Comment l’expliquer ? Interrogé par Le Parisien, le ministère de l’Intérieur répond que « la Nouvelle union populaire écologique et sociale réunit des candidats investis de manière indépendante par les partis associés à cet accord », et que « cela tend à démontrer la volonté pour ces candidats de rester attachés à leur parti d’origine ». D’où le fait de maintenir les nuances « Parti communiste français », « La France Insoumise », « Ecologistes »…
Le ministère s’appuie aussi sur le fait que les différents partis membres de la Nupes se sont déclarés séparément pour le financement public et pour l’accès à la campagne audiovisuelle, comme en attestent les deux arrêtés publiés au Journal officiel. A l’inverse, « Ensemble ! Majorité présidentielle » apparait bien. « Ces éléments ont conduit à ne pas réunir sous une seule nuance politique ces candidats et à les maintenir, dans une logique de lisibilité de l’offre politique, sous les différentes nuances (de gauche) », insiste la place Beauvau.

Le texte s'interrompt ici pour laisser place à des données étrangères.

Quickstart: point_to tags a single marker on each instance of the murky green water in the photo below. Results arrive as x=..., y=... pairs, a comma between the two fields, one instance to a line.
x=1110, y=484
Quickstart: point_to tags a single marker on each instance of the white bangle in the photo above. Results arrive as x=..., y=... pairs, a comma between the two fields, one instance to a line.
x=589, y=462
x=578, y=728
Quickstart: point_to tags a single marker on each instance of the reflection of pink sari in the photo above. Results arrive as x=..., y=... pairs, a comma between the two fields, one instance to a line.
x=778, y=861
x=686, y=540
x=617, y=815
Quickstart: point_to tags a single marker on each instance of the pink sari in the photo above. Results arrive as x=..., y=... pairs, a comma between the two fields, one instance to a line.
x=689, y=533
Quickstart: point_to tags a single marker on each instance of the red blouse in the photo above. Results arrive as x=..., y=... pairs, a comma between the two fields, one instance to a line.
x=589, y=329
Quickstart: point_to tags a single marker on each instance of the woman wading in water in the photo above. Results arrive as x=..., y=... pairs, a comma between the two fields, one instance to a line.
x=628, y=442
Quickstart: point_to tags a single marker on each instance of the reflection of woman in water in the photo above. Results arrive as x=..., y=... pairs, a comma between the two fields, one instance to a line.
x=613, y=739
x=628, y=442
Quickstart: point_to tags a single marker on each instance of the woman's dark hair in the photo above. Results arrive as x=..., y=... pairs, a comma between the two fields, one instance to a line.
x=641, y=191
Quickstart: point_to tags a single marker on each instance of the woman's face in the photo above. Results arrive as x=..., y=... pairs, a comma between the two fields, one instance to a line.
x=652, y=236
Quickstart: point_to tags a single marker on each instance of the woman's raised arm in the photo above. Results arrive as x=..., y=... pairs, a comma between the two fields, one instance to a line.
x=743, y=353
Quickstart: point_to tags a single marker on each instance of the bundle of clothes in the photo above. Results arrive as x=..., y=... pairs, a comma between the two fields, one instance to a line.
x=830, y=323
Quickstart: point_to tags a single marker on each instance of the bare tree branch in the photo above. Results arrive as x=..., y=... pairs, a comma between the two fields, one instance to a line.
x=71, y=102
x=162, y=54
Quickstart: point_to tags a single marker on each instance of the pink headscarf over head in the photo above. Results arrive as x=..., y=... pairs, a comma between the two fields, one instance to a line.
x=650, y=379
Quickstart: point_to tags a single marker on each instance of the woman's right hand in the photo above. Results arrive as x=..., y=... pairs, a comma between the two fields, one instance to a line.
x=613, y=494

Manuel Bombard dénonce des arguments « abracadabrantesques », assumant le choix de « ne pas constituer une association politique commune » pour le financement public. « Afin d’éviter la critique d’une manipulation politique, sans doute aurait-il été préférable que le ministère de l’Intérieur ne retienne pas non plus la nuance Ensemble ! (Majorité présidentielle) et conserve celles de La République en Marche/Renaissance et du Mouvement Démocrate », estime l’avocat Jean-Christophe Ménard, spécialiste en droit électoral. Il pointe « des critères subjectifs et perçus, à tort ou à raison, comme dénués de neutralité politique ».
Les Insoumis promettent désormais de « protester » par tous les moyens possibles pour avoir gain de cause, jusqu’à saisir le Conseil d’Etat. Aux municipales 2020, « le juge des référés du Conseil d’Etat n’avait pas hésité à suspendre certaines des règles d’attribution des nuances politiques retenues à l’époque par le ministère de l’intérieur », rappelle Jean-Christophe Ménard.